Q: So you’re working with a whole team to put this show together?
A: Yes! The whole team, and they all report to me. I say what I want to happen in the world and I get to create this world from my imagination.

Q: How has that experience been?
A: It’s been fantastic. It’s been everything I could ever dream of. I came into Amherst and I was like, I knew what I want to be: I want to be a pop star, that’s it, I’m going to be a pop star! And I’m happy to say that that ambition hasn’t really changed. I still want to perform. I don’t necessarily go around [saying], “I want to be [a] pop star” — except sometimes. But yeah, I’m a performer, I write, I create, but I’m really most myself when I’m playing for other people. When I’m connecting, when I’m there, and when it’s just the audience and me.

Q: Is that your favorite part of performing?
A: That is definitely my favorite part of performing. I also love songwriting. I’ve been a songwriter since I was 13, and it’s been a huge part of my life. I grew up in a mixed musical household: my dad was former musician in a black church, but my grandma was really the one who was really supportive. She played piano and sang. We used to do duets together. I grew up in an African restaurant and all these Afro-pop world music stars would come and sing. I sang at Obama’s inauguration. I did selfies with Sara Bareilles. So I’ve had all these crazy cool musical experiences, and it’s really just me being, “This is my story, this is who I am, and I can decide who that is.”

Q: What has been the most challenging part of this?
A: I would say that definitely early on it was more challenging.
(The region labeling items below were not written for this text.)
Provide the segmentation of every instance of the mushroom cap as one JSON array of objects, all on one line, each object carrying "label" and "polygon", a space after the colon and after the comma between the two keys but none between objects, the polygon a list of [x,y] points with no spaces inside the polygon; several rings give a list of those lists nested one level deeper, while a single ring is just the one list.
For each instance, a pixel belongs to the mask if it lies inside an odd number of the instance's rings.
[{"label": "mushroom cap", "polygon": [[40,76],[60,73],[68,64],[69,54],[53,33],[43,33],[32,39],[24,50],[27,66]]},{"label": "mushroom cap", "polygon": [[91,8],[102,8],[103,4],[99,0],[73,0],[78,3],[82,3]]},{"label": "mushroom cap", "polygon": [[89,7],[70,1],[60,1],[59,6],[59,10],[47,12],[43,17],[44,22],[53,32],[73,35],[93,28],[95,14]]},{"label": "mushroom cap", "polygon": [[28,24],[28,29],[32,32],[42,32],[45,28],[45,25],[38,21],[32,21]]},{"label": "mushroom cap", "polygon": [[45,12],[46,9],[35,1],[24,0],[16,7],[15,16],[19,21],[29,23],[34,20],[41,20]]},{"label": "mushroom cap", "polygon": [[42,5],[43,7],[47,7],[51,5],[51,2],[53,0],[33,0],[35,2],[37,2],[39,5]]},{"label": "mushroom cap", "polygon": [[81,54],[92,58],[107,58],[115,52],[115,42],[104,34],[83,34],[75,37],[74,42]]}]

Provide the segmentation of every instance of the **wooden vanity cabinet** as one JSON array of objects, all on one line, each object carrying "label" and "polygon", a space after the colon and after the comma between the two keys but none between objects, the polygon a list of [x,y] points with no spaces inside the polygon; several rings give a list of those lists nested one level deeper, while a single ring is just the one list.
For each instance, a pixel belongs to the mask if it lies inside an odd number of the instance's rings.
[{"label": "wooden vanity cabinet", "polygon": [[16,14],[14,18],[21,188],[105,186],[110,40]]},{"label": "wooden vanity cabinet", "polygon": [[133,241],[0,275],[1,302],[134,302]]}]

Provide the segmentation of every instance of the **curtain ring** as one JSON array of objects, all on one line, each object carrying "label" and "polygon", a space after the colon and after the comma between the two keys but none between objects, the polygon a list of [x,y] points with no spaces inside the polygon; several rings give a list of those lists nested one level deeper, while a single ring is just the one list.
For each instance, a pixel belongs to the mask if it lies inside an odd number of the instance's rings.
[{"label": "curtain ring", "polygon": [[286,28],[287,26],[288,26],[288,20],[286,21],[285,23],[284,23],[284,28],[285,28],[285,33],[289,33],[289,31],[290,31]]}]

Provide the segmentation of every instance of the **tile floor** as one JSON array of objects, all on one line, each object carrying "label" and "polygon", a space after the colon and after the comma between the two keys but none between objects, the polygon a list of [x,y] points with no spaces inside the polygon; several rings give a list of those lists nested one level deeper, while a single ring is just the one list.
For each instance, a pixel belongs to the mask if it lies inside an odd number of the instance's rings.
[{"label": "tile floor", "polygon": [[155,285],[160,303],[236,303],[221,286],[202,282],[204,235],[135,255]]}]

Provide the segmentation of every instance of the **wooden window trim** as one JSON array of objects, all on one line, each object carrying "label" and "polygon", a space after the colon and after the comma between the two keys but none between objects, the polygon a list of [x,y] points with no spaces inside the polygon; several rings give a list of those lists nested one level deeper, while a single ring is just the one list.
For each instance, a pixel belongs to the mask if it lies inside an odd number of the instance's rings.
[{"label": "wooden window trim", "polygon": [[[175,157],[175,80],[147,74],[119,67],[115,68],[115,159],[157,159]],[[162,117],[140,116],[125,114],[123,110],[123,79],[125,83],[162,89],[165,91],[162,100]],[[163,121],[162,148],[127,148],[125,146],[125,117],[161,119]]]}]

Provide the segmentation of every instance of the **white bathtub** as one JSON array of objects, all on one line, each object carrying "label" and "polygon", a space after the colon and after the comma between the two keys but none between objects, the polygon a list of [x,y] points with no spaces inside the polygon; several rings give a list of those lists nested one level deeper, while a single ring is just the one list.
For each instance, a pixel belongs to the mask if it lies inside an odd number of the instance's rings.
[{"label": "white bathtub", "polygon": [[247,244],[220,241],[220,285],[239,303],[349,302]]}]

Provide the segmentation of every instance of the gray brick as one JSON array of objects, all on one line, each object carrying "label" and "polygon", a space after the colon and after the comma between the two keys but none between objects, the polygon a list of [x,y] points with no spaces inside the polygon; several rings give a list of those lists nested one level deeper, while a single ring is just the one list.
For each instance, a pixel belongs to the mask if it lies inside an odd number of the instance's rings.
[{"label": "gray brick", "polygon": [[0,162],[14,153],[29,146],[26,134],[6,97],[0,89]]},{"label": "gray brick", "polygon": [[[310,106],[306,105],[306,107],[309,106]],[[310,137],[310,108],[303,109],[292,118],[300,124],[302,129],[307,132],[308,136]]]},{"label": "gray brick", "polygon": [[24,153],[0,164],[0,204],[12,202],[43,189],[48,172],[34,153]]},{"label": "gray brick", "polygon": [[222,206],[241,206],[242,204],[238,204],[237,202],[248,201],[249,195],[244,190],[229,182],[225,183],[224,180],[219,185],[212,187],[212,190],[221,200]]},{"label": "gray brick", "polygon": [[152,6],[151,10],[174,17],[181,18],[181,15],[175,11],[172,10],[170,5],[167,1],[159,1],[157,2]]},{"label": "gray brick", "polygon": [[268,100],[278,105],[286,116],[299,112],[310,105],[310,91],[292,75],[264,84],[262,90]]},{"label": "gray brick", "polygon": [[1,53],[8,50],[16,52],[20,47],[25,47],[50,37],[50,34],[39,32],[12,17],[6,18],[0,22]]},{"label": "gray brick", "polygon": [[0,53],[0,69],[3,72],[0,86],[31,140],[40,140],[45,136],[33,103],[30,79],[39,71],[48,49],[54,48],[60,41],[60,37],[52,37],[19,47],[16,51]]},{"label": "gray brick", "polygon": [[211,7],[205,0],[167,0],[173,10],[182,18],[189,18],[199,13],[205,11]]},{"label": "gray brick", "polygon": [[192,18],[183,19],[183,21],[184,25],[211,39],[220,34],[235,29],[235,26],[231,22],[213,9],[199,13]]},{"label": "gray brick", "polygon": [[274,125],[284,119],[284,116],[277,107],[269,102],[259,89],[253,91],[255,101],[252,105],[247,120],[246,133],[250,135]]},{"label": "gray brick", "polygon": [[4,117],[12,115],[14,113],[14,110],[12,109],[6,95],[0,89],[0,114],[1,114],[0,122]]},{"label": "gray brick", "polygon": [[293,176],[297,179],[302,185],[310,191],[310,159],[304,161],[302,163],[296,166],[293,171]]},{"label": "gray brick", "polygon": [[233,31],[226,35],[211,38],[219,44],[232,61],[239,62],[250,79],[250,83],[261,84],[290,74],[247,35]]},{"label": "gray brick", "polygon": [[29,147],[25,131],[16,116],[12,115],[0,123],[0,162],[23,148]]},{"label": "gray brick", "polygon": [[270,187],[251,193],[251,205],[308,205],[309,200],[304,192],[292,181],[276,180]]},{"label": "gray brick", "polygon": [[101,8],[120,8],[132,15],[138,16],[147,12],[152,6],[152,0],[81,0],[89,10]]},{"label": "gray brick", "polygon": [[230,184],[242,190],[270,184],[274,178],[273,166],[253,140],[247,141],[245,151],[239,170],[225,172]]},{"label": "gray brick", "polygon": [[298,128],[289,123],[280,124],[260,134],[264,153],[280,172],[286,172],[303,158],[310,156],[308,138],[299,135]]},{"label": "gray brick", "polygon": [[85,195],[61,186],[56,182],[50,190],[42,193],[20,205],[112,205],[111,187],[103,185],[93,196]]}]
Before I had the full team, before I had full set of people I could collaborate with, when I was just working on my own in a room. What is most challenging to me is sitting in a room, by myself, and it’s just me in my own head and I don’t have feedback or a way to get out and be like, “What does this actually look like? How do I make it better? And how do I make it from ‘Oh god, I can’t do this. Oh god, it’s a lot of work.’” How do I take all these negative things, where I feel like I’m sort of stuck to opening it up and being, “No! This is going to exist in the world. This is my work.” And it’s not the only representation of who I am as a person, but it is what I do.

Q: When were you able to work in the Holden Theater?
A: We were actually able to work in the Holden fairly early on. We started rehearsing by mid-February and definitely by the end of February I was in the Holden pretty much every day. This show is every day! This show is work. It is work, but if what you want to be — and the only thing you can be — is an artist in the world, then you wake up to the work and you go asleep to the work and the work is your life and it is your story. But at the end of the day, you can say, “This is me. This is all me. Top to bottom, I did this.” And that’s really powerful.

Q: Do you have any advice for someone considering doing a performance thesis?
A: Let’s see. Obviously start early, but aside from the obvious, find people whose feedback you respect and trust. And ask them what they think. Ask them early and ask them often, because the feedback you get is going to make your piece much stronger. It’s going to help you get from having created this thing to being able to evaluate objectively, to make it better, make it stronger.